La vitalité de la scène théâtrale en Iran est portée par des talents qui restent méconnus du public européen malgré le succès international que rencontrent les artistes iraniens dans d’autres champs d’expression tels que le cinéma ou les arts plastiques. A Téhéran, ce bouillonnement artistique se révèle notamment lors du festival annuel de théâtre international Fajr, aujourd’hui la plus importante manifestation dans le domaine des arts de la scène en Iran, qui se déroule cette année du 18 janvier au 1er février 2014.

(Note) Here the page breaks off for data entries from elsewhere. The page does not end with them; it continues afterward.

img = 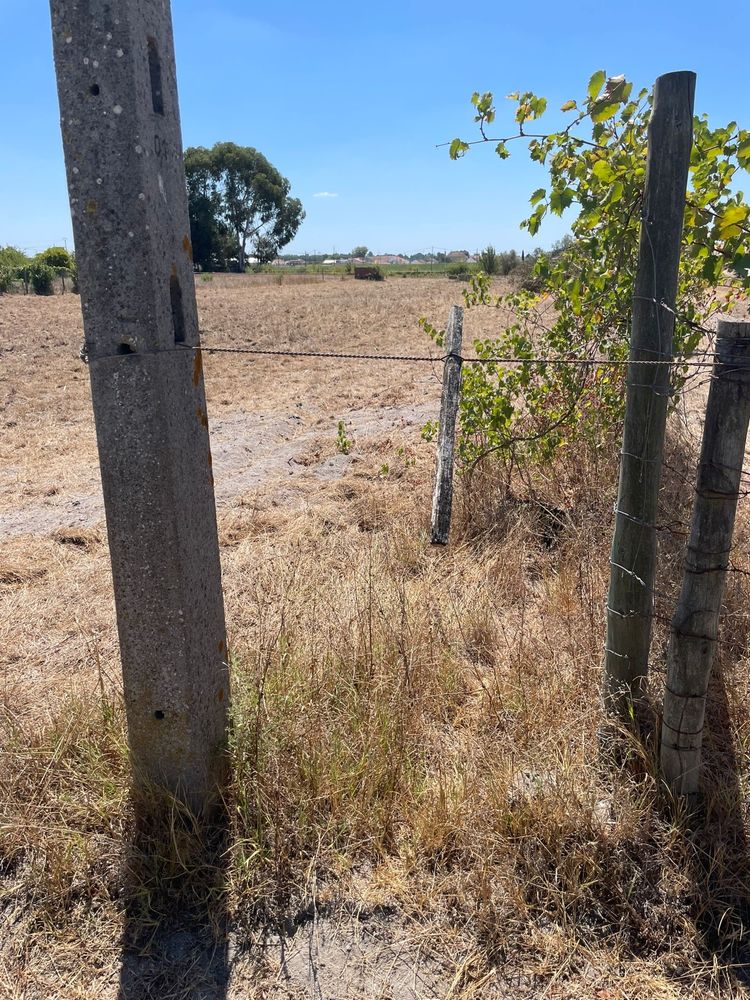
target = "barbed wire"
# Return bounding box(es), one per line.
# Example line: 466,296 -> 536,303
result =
163,342 -> 721,369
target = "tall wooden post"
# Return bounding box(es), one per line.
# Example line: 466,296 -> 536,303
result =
49,0 -> 229,812
603,71 -> 696,722
661,320 -> 750,797
431,305 -> 464,545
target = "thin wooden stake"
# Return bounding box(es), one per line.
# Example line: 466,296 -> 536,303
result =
431,305 -> 464,545
603,71 -> 696,721
661,319 -> 750,797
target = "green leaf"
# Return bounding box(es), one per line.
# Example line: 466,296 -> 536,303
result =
592,159 -> 615,183
605,181 -> 624,205
527,204 -> 546,236
591,101 -> 620,124
530,188 -> 546,206
449,138 -> 470,160
587,70 -> 606,102
550,188 -> 575,215
702,255 -> 722,281
560,100 -> 577,112
731,253 -> 750,278
495,142 -> 510,159
718,203 -> 749,238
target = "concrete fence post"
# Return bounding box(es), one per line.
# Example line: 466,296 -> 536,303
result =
49,0 -> 229,812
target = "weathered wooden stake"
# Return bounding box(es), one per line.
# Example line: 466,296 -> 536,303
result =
603,71 -> 696,721
50,0 -> 229,812
431,305 -> 464,545
661,320 -> 750,797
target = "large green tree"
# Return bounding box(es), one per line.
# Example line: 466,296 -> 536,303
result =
184,143 -> 304,272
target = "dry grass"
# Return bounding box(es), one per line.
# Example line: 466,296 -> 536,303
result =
2,277 -> 750,997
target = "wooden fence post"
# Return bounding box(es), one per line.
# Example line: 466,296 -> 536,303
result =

Créé en 1983, le festival se tient chaque année au mois de Bahman (21 janvier au 20 février) pendant une dizaine de jours, en l’honneur de la phase transitoire entre le retour d’exil de l’ayatollah Khomeiny et sa prise de pouvoir, période officiellement nommée « fajr », littéralement l’aube. Assumant à l’origine un rôle de propagande dans la république islamique nouvellement instaurée, le festival Fajr – qu’il s’agisse du festival de théâtre ou de son pendant cinématographique qui se déroule quasi simultanément – s’est progressivement détaché de sa vocation initiale de glorification de la révolution pour devenir un espace d’exposition de la création artistique nationale et l’un des temps forts de la scène culturelle iranienne. Le festival présente une sélection de spectacles choisis parmi les productions de tout le pays dans la volonté de refléter la programmation théâtrale de l’année écoulée et d’ébaucher l’horizon scénique de l’année à venir. Depuis 1998, le festival accueille également des troupes étrangères dans le cadre de sa compétition internationale.
La France mise en valeur
Du Canada à la Corée du Sud, des spectacles venus des quatre coins du monde sont à l’affiche de l’édition 2014. Parmi les nombreux pays européens représentés sur scène cette année, la France bénéficie d’une position d’exception, puisque les représentations des deux compagnies françaises invitées à monter sur les planches se jouent à guichets fermés. La compagnie Les mains, les pieds et la tête aussi présente un spectacle sans mots ni musique à mi-chemin entre le ballet et l’acrobatie parfaitement adapté à un public iranien friand de théâtre physique, tandis que le collectif Pyramid propose une chorégraphie soigneusement orchestrée où le Hip Hop donne la réplique à une mosaïque un brin nostalgique composée de styles musicaux peuplant le 20ème siècle. Les représentations de ce spectacle Hip Hop affichant complet avant même le début du festival, l’équipe a d’ailleurs décidé de profiter de son séjour à Téhéran pour programmer deux dates en dehors du Fajr dans une salle de la capitale iranienne. En plus de la France, c’est également la francophonie qui est à l’honneur de la trente-deuxième édition du festival iranien avec Le Mariage forcé de Molière, une pièce interprétée en langue française par des comédiens iraniens sous la direction d’un metteur en scène francophone.
Les organisateurs du festival peuvent s’enorgueillir non seulement de la multitude d’activités proposées au cours de cet événement, mais également de leur diversité. En effet, à côté de la compétition internationale à laquelle participent une trentaine de spectacles étrangers et iraniens, la programmation du Fajr propose, entre autres, du théâtre de rue, des pièces radiophoniques et télévisuelles, des mises en lecture, ainsi que des ateliers sous la direction de pédagogues ou de professionnels du théâtre venus d’Europe ou d’Asie.
La devise du Fajr – « Le théâtre pour tous » – qui exprime la volonté des responsables culturels de faire du théâtre un art populaire en Iran, se manifeste concrètement dans la profusion de représentations proposées dans les lieux les plus divers. Les grands établissements publics, les planches de théâtre des universités, les auditoires de centres culturels, un vieil hammam converti en salle de spectacle et les parcs de Téhéran matérialisent une scène de festival ainsi dispersée dans toute la ville. Entre les nouvelles créations de grands metteurs en scène iraniens, les mises en scène expérimentales d’étudiants en art dramatique, les grands classiques de Shakespeare, un opéra de marionnettes, les tragédies d’inspiration religieuse, les performances de rue, un spectacle traditionnel venu d’Asie, les chorégraphies françaises ou encore les pièces jouées par des troupes étrangères de renommée mondiale, il y en a pour tous les goûts, conformément à l’idéal qu’est censé incarner le Fajr. Aujourd’hui, le festival ne se limite donc plus à la promotion des idéaux de la révolution de 1979. S’il incarne toujours la vitrine officielle du théâtre iranien, le Fajr appartient avant tout aux artistes et aux spectateurs qui le font vivre année après année, indifféremment des événements et soubresauts sur la scène politique iranienne qui font régulièrement la une des médias occidentaux.